Thanks to all for replies. I will play around a bit more and try out suggestions. Interestingly, I remember I tried to take code out of procedure, but it made no difference. Maybe instruction pairing cancels call/retn overhead in this code? But yes, macro can be really nice here :) Runs fast, but still looks nice :)

Anyway, I think it is true, that choosing the best algo is the most important in any optimization. It can make dramatic difference. And I became confused when I saw an example in C. Ever it is mistake, or some magic I dont understand. So if it is not a mistake, it would be interesting to get opinions why is it so much faster?

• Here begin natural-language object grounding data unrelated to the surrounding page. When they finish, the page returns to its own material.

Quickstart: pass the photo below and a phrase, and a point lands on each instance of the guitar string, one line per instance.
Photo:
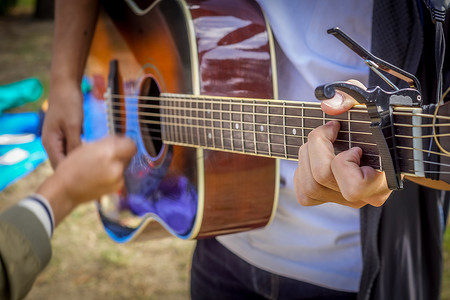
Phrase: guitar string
(294, 157)
(266, 103)
(264, 124)
(267, 115)
(317, 108)
(232, 140)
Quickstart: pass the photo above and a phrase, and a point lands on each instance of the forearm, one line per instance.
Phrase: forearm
(24, 251)
(74, 28)
(55, 193)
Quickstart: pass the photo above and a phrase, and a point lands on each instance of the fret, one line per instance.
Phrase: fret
(208, 135)
(276, 134)
(303, 123)
(205, 121)
(236, 125)
(260, 129)
(201, 122)
(284, 130)
(189, 120)
(294, 121)
(167, 119)
(196, 130)
(349, 130)
(254, 126)
(211, 124)
(175, 121)
(248, 126)
(221, 124)
(183, 121)
(226, 123)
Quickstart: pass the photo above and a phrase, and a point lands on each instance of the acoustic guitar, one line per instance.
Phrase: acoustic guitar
(194, 84)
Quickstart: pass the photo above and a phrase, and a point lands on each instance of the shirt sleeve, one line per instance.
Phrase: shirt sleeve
(25, 250)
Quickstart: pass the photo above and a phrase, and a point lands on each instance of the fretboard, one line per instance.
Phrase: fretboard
(269, 128)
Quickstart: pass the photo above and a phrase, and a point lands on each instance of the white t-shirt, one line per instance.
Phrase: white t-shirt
(319, 244)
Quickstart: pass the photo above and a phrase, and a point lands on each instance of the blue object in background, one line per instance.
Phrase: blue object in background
(20, 123)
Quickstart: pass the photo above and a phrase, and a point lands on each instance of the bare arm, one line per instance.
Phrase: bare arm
(323, 176)
(74, 28)
(90, 171)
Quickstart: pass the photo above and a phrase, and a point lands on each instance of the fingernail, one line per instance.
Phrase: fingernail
(335, 102)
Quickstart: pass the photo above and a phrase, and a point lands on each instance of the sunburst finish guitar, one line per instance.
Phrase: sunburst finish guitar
(194, 84)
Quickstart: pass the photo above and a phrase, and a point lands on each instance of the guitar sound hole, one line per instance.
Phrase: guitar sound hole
(149, 117)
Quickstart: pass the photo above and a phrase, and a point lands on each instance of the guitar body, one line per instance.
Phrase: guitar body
(217, 48)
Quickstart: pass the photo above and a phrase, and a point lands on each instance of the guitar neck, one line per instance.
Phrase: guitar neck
(270, 128)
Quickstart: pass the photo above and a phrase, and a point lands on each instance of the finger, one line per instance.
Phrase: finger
(359, 183)
(124, 148)
(341, 102)
(310, 192)
(321, 154)
(54, 146)
(73, 138)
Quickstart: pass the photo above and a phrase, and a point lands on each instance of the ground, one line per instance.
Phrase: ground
(86, 264)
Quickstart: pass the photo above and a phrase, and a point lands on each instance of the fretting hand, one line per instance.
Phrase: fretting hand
(324, 177)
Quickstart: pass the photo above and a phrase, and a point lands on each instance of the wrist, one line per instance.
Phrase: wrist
(55, 191)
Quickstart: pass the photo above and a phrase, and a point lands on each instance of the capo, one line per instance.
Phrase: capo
(379, 104)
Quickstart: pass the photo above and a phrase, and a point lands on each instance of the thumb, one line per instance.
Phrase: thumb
(341, 102)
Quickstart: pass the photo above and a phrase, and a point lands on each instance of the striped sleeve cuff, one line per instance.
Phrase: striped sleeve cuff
(42, 209)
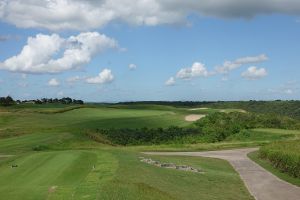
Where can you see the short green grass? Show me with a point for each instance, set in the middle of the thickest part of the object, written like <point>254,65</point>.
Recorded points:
<point>70,166</point>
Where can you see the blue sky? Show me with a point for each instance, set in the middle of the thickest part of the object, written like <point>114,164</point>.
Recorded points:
<point>189,49</point>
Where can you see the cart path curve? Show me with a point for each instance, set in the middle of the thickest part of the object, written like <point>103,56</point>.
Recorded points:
<point>262,184</point>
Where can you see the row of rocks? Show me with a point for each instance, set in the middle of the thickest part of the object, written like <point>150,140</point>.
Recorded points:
<point>169,165</point>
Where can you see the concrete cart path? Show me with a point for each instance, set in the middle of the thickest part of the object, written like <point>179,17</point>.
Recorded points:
<point>261,184</point>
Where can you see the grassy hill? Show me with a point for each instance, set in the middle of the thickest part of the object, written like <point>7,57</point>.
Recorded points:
<point>57,160</point>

Say it is 5 characters length. Say alphabet is 62 symbols. He makes an array of 62^2 patterns with precalculated 2 last positions. Then increments 3 first positions, so 62^3 increments. Looks nice, BUT, if I understand it correctly, he is writing incremented symbol to all patterns in an array using loop, so it is 62^2 writes to that array for each increment. How all this makes it so much faster is beyond my understanding at this moment. Around 6 times (!) faster then my code.

On my PC this takes 328ms

mov ebx, 916132832  ;62^5
@@:
sub ebx, 1
jnz @B


Anything more takes longer. Especialy if it is a write to memory. Then it jums to 2000ms and more for this loop. But how to iterate less then 62^5 or do no memory writes I dont understand. Writer of C code claims 400ms for total running time producing 62^5 combinations.

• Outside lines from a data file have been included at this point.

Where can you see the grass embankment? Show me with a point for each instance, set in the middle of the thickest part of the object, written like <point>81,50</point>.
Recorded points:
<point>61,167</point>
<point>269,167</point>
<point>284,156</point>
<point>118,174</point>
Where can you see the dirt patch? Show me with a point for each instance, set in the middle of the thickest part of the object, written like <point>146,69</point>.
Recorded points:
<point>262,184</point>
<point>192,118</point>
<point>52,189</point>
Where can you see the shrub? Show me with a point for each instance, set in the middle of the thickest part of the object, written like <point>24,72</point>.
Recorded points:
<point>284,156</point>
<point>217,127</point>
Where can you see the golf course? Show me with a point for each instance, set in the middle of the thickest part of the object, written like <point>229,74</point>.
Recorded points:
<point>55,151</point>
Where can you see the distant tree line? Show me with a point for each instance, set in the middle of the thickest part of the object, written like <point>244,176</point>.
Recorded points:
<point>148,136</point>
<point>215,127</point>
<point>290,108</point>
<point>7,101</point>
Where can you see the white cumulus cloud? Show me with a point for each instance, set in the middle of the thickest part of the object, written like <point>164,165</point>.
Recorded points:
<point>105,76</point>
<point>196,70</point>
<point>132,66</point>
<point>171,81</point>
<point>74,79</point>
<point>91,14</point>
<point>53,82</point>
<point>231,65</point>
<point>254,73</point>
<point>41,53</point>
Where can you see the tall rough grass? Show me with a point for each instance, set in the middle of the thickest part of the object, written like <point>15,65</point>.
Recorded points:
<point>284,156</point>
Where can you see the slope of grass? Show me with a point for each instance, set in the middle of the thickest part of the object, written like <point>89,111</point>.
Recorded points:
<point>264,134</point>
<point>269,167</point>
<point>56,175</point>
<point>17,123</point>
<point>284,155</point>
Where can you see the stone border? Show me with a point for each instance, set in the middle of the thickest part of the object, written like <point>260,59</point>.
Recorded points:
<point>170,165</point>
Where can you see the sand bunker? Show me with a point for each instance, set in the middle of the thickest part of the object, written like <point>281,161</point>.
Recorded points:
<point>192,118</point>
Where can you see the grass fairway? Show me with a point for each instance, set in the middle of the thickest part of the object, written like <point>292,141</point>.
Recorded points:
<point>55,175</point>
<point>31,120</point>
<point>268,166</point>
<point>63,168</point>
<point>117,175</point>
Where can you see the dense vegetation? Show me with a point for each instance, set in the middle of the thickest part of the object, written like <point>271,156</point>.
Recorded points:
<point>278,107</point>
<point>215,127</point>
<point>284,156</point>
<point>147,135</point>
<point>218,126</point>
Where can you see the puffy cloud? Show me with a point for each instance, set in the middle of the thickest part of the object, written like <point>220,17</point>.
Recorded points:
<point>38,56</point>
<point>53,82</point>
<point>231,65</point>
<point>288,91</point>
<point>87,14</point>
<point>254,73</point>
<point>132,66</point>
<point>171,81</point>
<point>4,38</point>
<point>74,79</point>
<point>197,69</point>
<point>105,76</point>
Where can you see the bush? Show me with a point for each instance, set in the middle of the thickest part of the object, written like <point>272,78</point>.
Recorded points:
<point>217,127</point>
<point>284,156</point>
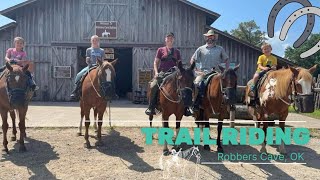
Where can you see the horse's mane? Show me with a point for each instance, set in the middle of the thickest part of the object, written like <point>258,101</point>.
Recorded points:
<point>283,77</point>
<point>305,74</point>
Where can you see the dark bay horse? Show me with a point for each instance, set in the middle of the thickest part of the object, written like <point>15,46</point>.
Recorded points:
<point>219,97</point>
<point>175,93</point>
<point>14,96</point>
<point>280,89</point>
<point>97,89</point>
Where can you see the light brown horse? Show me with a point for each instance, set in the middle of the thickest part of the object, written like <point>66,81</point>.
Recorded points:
<point>220,96</point>
<point>277,93</point>
<point>97,90</point>
<point>175,93</point>
<point>14,96</point>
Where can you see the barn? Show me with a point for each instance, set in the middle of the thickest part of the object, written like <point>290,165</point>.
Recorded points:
<point>57,32</point>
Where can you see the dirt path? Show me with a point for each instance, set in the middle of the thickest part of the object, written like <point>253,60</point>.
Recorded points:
<point>57,153</point>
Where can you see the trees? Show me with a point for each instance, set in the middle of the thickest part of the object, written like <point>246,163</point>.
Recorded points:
<point>249,32</point>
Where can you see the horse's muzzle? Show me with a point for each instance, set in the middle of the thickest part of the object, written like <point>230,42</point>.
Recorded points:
<point>231,96</point>
<point>305,103</point>
<point>186,94</point>
<point>108,90</point>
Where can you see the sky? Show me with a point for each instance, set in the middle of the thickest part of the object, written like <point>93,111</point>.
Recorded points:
<point>235,11</point>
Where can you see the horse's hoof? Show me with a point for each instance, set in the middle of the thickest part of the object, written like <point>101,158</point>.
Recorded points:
<point>99,143</point>
<point>166,152</point>
<point>206,147</point>
<point>220,150</point>
<point>87,145</point>
<point>13,138</point>
<point>22,148</point>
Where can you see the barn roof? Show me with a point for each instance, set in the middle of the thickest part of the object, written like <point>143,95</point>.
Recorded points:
<point>211,16</point>
<point>8,26</point>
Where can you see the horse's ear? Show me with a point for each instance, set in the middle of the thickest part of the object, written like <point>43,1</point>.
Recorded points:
<point>313,69</point>
<point>294,71</point>
<point>180,66</point>
<point>25,68</point>
<point>221,68</point>
<point>193,65</point>
<point>237,67</point>
<point>9,67</point>
<point>114,62</point>
<point>99,62</point>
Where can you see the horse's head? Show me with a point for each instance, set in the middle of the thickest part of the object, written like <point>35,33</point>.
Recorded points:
<point>17,84</point>
<point>185,83</point>
<point>107,74</point>
<point>229,83</point>
<point>302,82</point>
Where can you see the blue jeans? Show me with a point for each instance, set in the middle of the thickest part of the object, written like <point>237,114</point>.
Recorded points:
<point>82,72</point>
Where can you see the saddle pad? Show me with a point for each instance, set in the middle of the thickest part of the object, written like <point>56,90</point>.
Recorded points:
<point>208,77</point>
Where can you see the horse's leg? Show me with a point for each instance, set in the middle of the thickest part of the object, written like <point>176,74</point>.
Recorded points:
<point>87,124</point>
<point>282,118</point>
<point>178,122</point>
<point>95,114</point>
<point>265,126</point>
<point>165,124</point>
<point>14,127</point>
<point>205,117</point>
<point>220,123</point>
<point>100,113</point>
<point>22,126</point>
<point>5,126</point>
<point>81,120</point>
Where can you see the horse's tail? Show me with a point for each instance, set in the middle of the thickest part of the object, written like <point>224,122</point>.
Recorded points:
<point>161,162</point>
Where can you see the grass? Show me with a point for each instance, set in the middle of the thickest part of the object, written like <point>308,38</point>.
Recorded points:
<point>315,114</point>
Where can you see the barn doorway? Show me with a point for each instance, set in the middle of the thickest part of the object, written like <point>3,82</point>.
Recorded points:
<point>123,68</point>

As I said before, if someone is interested to analyze this situation :)

jj2007

I must admit I have not fully understood the logic and the expected output. An example might be helpful.

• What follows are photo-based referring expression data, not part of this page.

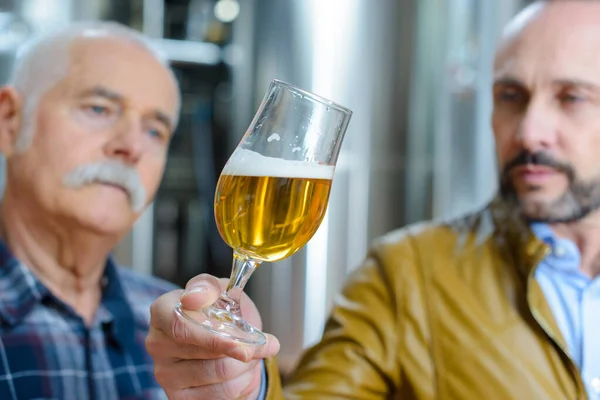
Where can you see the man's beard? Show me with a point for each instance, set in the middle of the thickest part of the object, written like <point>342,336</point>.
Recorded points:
<point>579,199</point>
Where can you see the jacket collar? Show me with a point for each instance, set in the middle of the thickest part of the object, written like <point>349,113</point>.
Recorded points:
<point>516,238</point>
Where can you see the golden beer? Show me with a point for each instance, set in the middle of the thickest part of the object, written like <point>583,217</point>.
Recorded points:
<point>269,218</point>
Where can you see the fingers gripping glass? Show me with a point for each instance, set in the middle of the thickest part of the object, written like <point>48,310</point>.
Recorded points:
<point>272,194</point>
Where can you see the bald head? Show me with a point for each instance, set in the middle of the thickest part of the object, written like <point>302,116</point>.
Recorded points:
<point>546,117</point>
<point>44,61</point>
<point>552,17</point>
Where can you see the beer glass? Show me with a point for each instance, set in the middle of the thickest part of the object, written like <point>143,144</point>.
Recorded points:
<point>272,194</point>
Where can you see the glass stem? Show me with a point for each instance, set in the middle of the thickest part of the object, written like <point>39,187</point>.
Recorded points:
<point>242,269</point>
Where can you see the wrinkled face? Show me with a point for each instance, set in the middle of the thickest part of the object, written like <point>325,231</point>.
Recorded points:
<point>101,137</point>
<point>546,117</point>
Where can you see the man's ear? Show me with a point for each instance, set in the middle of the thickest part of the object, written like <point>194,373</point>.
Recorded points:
<point>11,110</point>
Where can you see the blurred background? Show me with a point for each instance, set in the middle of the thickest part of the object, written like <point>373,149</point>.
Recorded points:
<point>416,73</point>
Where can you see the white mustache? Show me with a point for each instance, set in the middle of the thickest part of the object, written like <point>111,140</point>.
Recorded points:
<point>111,172</point>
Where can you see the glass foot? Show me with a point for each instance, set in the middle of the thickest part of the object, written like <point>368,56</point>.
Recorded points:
<point>224,323</point>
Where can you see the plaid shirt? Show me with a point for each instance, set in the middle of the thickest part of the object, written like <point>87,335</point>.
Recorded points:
<point>48,352</point>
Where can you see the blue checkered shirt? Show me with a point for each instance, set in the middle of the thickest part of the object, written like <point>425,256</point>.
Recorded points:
<point>48,352</point>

If it is just creating sequences like
AAAA
BBBB
CCCC
..
ZZZZ
then packed SIMD instructions could give you a huge speed increase.

aw27

I would check by myself instead of speculating on something I did not even try.
You will be surprised how wrong you are on your assumptions. I am assuming you know how to compile a program in C.

Vincent

jj2007, here is example.

1. Say alphabet is "0123456789" (alphabet size here is 10)
2. Say length of combination pattern is 3

Produce all possible paterns as zero terminated strings like this:

000, 001, 002, ..., 009

then,

010, 011, 012, ..., 019

until

990, 991, 992, ..., 999 and finished.

Alphabet = any set of characters (it can be not contiguous in ASCII table, for example "0123456789ABCDF" "A" is not after "9" in ASCII table)
Combination length = any reasonable length

Hope this a good example.

Vincent

aw27, I'm really sorry that my questions are based on speculation. Yes, I know C reasonably well and I can get compiler and compile. Maybe I was just expecting someone to put theoretical light on doing such algo, or maybe say that "I did such algo years ago and yes, you can do with precalculation a lot more efficient and thats because of <something>". If no, then it is ok, I can always work on my own.

aw27

The problem is that you are unable to figure something evident just by looking at the code, you are not willing to compile the C program, and you are no able to figure out that its is simply impossible a program to print 916132832 times to the screen in 400 miliseconds when your program prints only once and takes a few times more. God bless you!  :t

jj2007

What about creating 4 at a time:
abcd
bcde
...
wxyz

Could be done with an add eax, 01010101h, plus some polishing for aaaa, zzzz etc.
Unfortunately I won't have time to test or design anything, so it's your turn ;-)

Vincent

aw27, this is some serious miscommunication. God bless communication ;)